There’s an excellent chance that some politicians and other citizens discussing guns and security at the capitol are members of the six percent who suffer from a serious mental illness, particularly paranoia. The urge by some conceal-carry permit holders to protect kindergartners while visiting the capitol rests somewhere in the broadband of paranoia. There is an online book “The Other Wes Moore” by Wes Moore with a fascinating description: “Two kids named Wes Moore were born blocks apart within a year of each other. Both grew up fatherless in similar Baltimore neighborhoods and had difficult childhoods; both hung out on street corners with their crews; both ran into trouble with the police. How, then, did one grow up to be a Rhodes Scholar, decorated veteran, White House Fellow, and business leader, while the other ended up a convicted murderer serving a life sentence? Wes Moore, the author of this fascinating book, sets out to answer this profound question.” If the one Wes Moore can answer this question he should win all the Nobel prizes.

State Rep. Tony Cornish is in favor of gun-toting in the Capitol and said people who oppose guns at the Capitol “wet their pants at the sight of a gun.” As a former Marine Corps commander of a heavy machinegun platoon and rifle company I don’t “wet my pants” at the sight of a gun–but they certainly get my intense attention. Guns really tear through human flesh. Ask the woman who was buying a cup of coffee in Starbucks when she was shot by a gun another customer dropped on the floor.

A Response By Another Person Who Does Not Wet His Pants

But let’s let a retired federal law enforcement officer from New Brighton named John Mattson answer Cornish. It’s a beaut. Should be published in every paper in the country: “So, is allowing people to carry weapons at the State Capitol a ‘reasonable accommodation’ for people who are so handicapped by paranoia and their inability to overcome fear that they cannot transact business there without the security of guns? If you could handpick the people who would carry a gun at the Capitol, would you choose people who are paranoid? Or who haven’t learned to overcome their fears? Or who are so delusional that they believe a shooting at the Capitol is a highly probable event, instead of a remote possibility?  Or who believe that a mass shootout among gun owners with permits is preferable to a lone gunman encountering law enforcement? Should people be allowed to carry guns who ‘wet their pants’ at the thought that something could happen that law enforcement couldn’t handle?” Send copies to Wayne LaPierre, that guy at the National Rifle Association who always talks about good guys with guns shooting bad guys with guns.

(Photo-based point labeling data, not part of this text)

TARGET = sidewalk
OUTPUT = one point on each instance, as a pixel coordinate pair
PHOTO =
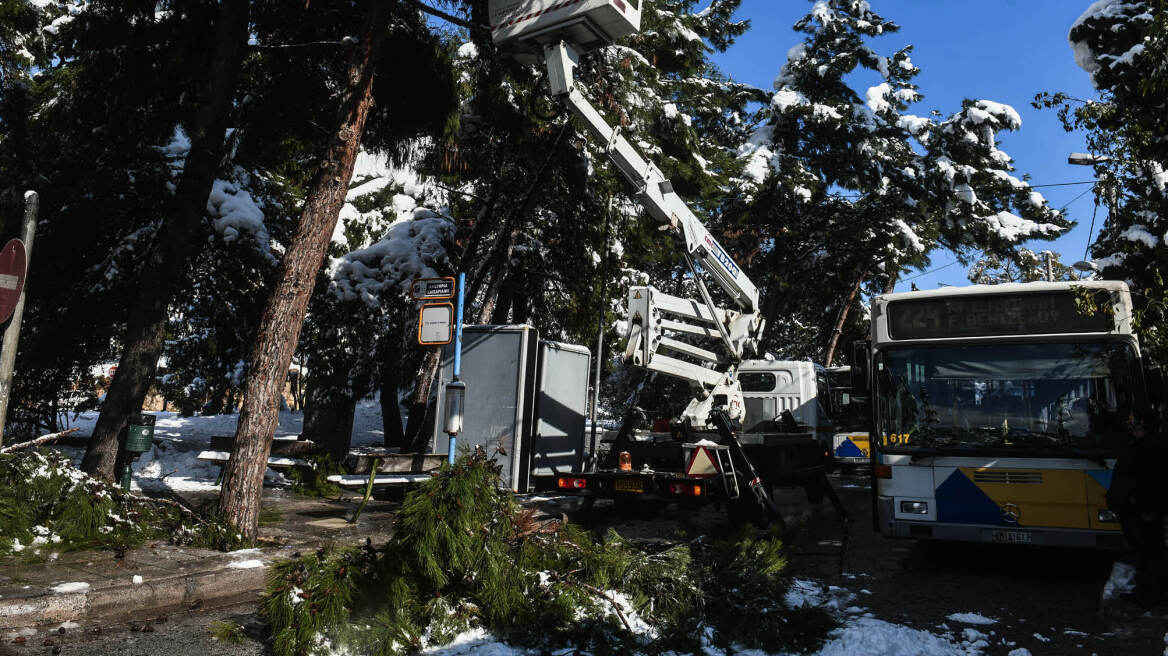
(160, 579)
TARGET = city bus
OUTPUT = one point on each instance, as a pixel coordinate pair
(999, 411)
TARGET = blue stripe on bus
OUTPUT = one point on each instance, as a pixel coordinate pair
(960, 501)
(1102, 476)
(848, 448)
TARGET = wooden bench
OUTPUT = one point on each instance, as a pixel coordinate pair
(370, 468)
(284, 454)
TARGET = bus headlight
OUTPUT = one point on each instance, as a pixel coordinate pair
(915, 507)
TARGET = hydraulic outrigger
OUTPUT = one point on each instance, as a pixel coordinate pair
(558, 32)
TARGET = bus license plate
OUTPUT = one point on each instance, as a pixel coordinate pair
(1013, 537)
(627, 484)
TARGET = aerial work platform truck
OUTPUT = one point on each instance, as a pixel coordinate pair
(706, 455)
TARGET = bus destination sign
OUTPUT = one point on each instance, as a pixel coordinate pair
(1035, 313)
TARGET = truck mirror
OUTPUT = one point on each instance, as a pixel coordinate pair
(861, 357)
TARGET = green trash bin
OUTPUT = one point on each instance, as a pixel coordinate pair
(140, 433)
(138, 439)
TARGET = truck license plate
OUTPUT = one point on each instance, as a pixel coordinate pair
(1013, 537)
(627, 484)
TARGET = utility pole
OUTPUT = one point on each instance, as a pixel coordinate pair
(12, 334)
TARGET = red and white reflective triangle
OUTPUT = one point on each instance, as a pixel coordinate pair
(701, 463)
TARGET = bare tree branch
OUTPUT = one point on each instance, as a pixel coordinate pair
(445, 16)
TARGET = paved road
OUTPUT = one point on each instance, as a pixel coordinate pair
(1047, 600)
(1043, 599)
(178, 635)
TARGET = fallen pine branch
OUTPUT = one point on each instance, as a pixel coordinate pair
(41, 440)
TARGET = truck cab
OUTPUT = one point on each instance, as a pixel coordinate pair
(771, 386)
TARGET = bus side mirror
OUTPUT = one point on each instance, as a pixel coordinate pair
(861, 360)
(1154, 383)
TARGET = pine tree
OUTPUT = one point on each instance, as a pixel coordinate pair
(1123, 47)
(848, 190)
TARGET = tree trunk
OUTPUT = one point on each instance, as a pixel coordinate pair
(417, 437)
(393, 434)
(279, 329)
(494, 260)
(178, 241)
(841, 320)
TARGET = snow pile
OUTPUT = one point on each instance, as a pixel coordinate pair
(234, 211)
(398, 239)
(971, 619)
(1123, 16)
(65, 588)
(173, 462)
(245, 564)
(860, 634)
(1123, 579)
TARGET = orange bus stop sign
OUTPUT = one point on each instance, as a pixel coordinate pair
(13, 260)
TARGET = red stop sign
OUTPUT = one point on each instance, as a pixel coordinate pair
(12, 277)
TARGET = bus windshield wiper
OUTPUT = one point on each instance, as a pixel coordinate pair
(1093, 456)
(924, 453)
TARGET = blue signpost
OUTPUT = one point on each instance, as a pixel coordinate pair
(456, 390)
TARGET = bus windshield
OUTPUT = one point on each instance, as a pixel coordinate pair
(1008, 399)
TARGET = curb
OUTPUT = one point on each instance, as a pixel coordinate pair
(210, 581)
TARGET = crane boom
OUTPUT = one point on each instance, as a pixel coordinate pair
(653, 189)
(554, 30)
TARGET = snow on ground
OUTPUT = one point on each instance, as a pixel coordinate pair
(971, 619)
(173, 462)
(861, 633)
(76, 586)
(1123, 579)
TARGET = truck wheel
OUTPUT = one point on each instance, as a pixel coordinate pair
(745, 509)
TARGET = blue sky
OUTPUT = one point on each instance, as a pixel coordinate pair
(1003, 50)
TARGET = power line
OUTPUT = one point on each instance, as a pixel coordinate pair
(1062, 183)
(931, 271)
(1072, 200)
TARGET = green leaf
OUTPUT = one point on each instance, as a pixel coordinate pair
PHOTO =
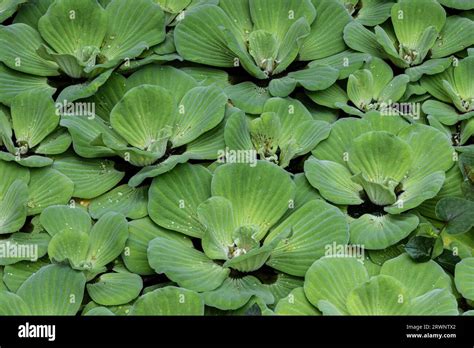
(173, 205)
(454, 37)
(253, 257)
(113, 289)
(458, 213)
(83, 90)
(48, 187)
(70, 246)
(410, 25)
(123, 199)
(417, 278)
(13, 209)
(347, 62)
(314, 226)
(333, 181)
(131, 29)
(30, 12)
(23, 246)
(430, 67)
(55, 143)
(248, 97)
(184, 265)
(145, 131)
(200, 110)
(217, 217)
(464, 278)
(91, 178)
(107, 239)
(329, 281)
(374, 12)
(337, 145)
(381, 295)
(10, 173)
(169, 301)
(295, 303)
(70, 27)
(198, 38)
(141, 232)
(13, 83)
(8, 8)
(382, 160)
(379, 232)
(16, 274)
(259, 195)
(58, 218)
(420, 248)
(235, 293)
(325, 38)
(34, 116)
(12, 304)
(62, 290)
(20, 42)
(361, 39)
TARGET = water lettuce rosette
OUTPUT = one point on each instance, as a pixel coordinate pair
(234, 213)
(381, 164)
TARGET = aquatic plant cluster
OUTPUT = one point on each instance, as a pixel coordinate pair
(236, 157)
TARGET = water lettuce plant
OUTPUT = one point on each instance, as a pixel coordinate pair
(236, 157)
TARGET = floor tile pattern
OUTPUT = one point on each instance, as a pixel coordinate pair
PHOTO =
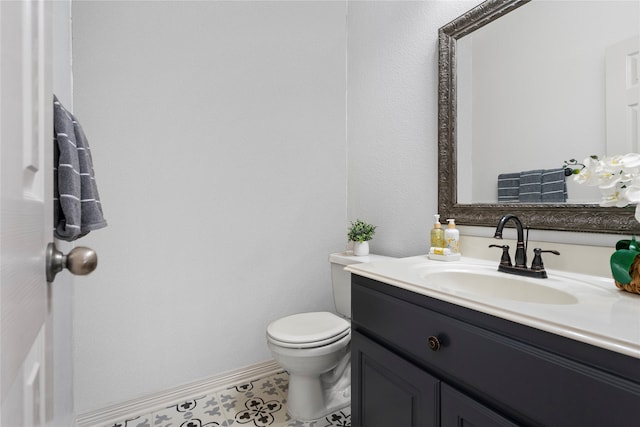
(258, 403)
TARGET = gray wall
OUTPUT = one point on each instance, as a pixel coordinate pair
(231, 155)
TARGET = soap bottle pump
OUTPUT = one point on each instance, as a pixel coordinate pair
(452, 237)
(437, 234)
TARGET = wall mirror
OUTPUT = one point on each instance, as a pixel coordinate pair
(523, 86)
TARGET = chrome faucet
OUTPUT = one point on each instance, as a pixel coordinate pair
(520, 267)
(521, 248)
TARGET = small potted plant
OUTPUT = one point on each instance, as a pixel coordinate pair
(360, 233)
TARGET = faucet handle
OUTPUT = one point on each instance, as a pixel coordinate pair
(537, 264)
(506, 258)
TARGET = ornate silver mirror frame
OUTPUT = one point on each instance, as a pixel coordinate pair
(566, 217)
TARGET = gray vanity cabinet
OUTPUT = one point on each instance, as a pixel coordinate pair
(419, 361)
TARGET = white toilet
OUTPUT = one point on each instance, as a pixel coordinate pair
(314, 348)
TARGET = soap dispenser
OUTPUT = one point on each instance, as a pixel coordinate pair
(437, 234)
(452, 237)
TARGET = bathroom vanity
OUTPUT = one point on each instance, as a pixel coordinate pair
(428, 354)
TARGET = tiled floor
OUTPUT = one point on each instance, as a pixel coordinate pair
(255, 404)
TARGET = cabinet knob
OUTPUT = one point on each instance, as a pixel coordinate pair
(434, 343)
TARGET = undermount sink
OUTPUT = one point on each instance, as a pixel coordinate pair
(482, 281)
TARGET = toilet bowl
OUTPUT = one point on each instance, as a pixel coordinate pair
(314, 349)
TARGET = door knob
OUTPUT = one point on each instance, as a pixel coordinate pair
(79, 261)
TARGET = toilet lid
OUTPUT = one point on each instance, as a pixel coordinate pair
(308, 329)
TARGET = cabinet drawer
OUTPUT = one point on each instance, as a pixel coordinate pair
(527, 383)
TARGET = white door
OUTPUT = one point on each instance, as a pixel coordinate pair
(623, 96)
(25, 208)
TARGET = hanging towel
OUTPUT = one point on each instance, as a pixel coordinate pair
(553, 186)
(530, 186)
(508, 187)
(77, 209)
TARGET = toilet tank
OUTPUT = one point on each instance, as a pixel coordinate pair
(341, 279)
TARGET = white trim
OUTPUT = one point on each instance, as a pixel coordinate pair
(160, 400)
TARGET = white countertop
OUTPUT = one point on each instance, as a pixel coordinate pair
(600, 315)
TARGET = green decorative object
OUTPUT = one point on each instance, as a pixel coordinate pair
(622, 260)
(360, 231)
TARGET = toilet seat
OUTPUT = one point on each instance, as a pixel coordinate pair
(308, 330)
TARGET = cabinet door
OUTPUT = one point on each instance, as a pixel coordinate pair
(389, 391)
(459, 410)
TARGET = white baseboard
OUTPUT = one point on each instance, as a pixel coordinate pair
(156, 401)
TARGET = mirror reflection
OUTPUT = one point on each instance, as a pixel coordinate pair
(539, 86)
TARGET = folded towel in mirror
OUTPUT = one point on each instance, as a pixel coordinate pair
(530, 186)
(508, 187)
(553, 186)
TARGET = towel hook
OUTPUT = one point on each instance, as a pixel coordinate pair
(79, 261)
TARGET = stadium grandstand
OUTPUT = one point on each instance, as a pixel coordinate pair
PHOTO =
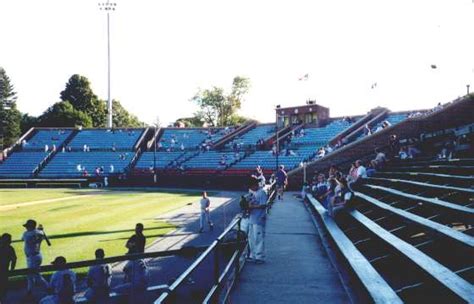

School Clerk Antoinette Tuff of the Ronald E. McNair Discovery Learning Academy of Decatur, Georgia didn’t wet her pants either when she kept Brandon Michael Hill, definitely a member of the six percent, from shooting off 500 rounds at 800 students with an assault rifle and other weapons. She said she desperately needed to go to the bathroom while talking to Hill, but she had the will to wait until the police put cuffs on him. Now here was a member of the 94 percent who kept her emotions, her empathy, her courage, and her bladder under absolute control. She is a definite candidate for the Medal of Freedom.